Role You are a quantitative financial modeler with expertise in building predictive algorithms. Your goal is to create robust models that improve budget forecast accuracy.

Context you provide

  • {{historical_data}}: Timeframe and source of historical financial data (e.g., "last 5 years from our ERP").
  • {{key_factors}}: Variables that influence budget scenarios (e.g., "inflation rate, headcount, market growth").
  • {{model_type}}: Preferred approach (e.g., "regression", "time series", "machine learning").
  • {{data_sources}}: For real-time updates, specify the sources (e.g., "market data API").

Instructions

  1. Request any missing inputs before starting.
  2. Analyze the historical data to identify the top factors impacting budget scenarios, including their influence weights.
  3. Develop a mathematical model or algorithm as specified, providing a step-by-step implementation guide.
  4. If outlier detection is needed, design an algorithm and suggest strategies to minimize their impact.
  5. For dynamic models, outline the data processing steps for real-time updates.

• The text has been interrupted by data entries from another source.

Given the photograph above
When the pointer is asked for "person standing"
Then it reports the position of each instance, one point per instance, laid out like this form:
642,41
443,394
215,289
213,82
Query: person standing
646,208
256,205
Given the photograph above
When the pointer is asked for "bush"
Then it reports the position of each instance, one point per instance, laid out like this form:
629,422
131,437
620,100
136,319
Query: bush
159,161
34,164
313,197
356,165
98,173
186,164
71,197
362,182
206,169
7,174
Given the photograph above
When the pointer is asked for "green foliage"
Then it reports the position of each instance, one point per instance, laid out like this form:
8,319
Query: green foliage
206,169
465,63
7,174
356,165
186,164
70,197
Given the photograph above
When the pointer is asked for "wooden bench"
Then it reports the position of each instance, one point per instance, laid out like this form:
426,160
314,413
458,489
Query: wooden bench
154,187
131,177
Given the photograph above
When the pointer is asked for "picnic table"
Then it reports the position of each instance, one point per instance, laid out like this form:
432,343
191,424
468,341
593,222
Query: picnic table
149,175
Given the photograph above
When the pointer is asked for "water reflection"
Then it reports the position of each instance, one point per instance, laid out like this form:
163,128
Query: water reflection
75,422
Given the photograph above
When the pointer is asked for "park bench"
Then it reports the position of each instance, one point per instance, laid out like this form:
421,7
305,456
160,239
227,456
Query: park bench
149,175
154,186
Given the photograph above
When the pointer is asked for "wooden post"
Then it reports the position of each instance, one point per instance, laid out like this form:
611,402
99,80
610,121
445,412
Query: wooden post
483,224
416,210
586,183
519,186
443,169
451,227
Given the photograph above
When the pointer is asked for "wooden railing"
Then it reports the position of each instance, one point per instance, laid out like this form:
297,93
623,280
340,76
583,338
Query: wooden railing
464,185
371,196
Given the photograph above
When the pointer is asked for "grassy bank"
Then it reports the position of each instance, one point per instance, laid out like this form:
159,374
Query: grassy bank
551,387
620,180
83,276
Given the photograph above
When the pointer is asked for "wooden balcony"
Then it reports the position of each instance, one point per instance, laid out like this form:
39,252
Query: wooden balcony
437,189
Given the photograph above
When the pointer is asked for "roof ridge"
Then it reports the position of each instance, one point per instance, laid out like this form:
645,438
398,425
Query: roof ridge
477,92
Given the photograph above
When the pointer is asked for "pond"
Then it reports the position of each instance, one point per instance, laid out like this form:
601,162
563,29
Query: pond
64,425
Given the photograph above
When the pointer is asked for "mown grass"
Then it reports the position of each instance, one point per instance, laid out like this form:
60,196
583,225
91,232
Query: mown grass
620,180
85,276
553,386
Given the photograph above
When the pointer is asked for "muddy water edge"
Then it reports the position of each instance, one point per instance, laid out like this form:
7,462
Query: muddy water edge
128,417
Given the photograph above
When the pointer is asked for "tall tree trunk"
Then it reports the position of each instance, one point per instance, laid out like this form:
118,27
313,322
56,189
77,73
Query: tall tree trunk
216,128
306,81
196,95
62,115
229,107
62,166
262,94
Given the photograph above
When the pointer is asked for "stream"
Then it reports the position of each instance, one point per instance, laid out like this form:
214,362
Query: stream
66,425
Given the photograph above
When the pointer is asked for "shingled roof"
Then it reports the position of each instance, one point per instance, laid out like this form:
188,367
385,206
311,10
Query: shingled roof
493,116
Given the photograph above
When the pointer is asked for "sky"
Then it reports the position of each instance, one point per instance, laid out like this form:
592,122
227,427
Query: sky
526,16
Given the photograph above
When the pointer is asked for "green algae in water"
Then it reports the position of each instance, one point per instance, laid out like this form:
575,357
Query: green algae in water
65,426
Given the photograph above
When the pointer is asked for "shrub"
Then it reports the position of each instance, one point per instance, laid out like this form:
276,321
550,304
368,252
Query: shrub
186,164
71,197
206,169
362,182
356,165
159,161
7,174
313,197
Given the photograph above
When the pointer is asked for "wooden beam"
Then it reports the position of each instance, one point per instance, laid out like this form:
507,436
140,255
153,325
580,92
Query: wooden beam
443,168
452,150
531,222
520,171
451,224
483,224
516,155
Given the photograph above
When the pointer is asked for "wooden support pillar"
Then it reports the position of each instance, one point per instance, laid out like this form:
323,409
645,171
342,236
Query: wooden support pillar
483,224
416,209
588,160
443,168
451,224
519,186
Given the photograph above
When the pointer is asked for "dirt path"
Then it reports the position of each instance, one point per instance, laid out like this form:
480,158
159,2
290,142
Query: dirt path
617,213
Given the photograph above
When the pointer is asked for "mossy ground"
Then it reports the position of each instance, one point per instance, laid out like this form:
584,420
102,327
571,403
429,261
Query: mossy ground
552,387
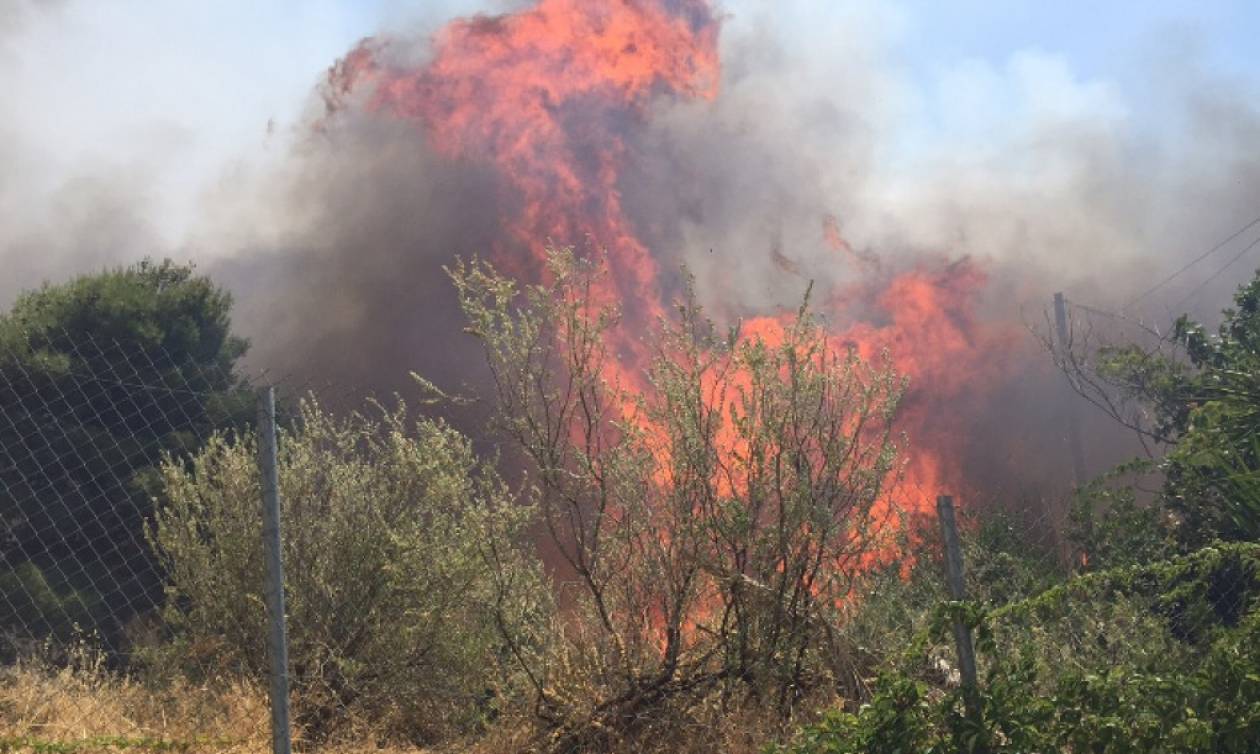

Output format A detailed explanation of the model, including equations or pseudocode, key assumptions, and a step-by-step implementation guide. Use technical but clear language.

Guardrails

  • Do not overstate model accuracy; acknowledge limitations.
  • Flag any assumptions about data quality or external factors.
  • Stay within the scope of model development; do not provide investment advice.

Example Historical data: "last 5 years from our ERP", key factors: "inflation, headcount, and sales growth", model type: "multiple regression".

Follow-up prompts

  • What specific outliers did you identify and how should we handle them?
  • Can you provide a risk assessment for the proposed budget model?
  • What metrics should we use to evaluate the accuracy of these forecasts?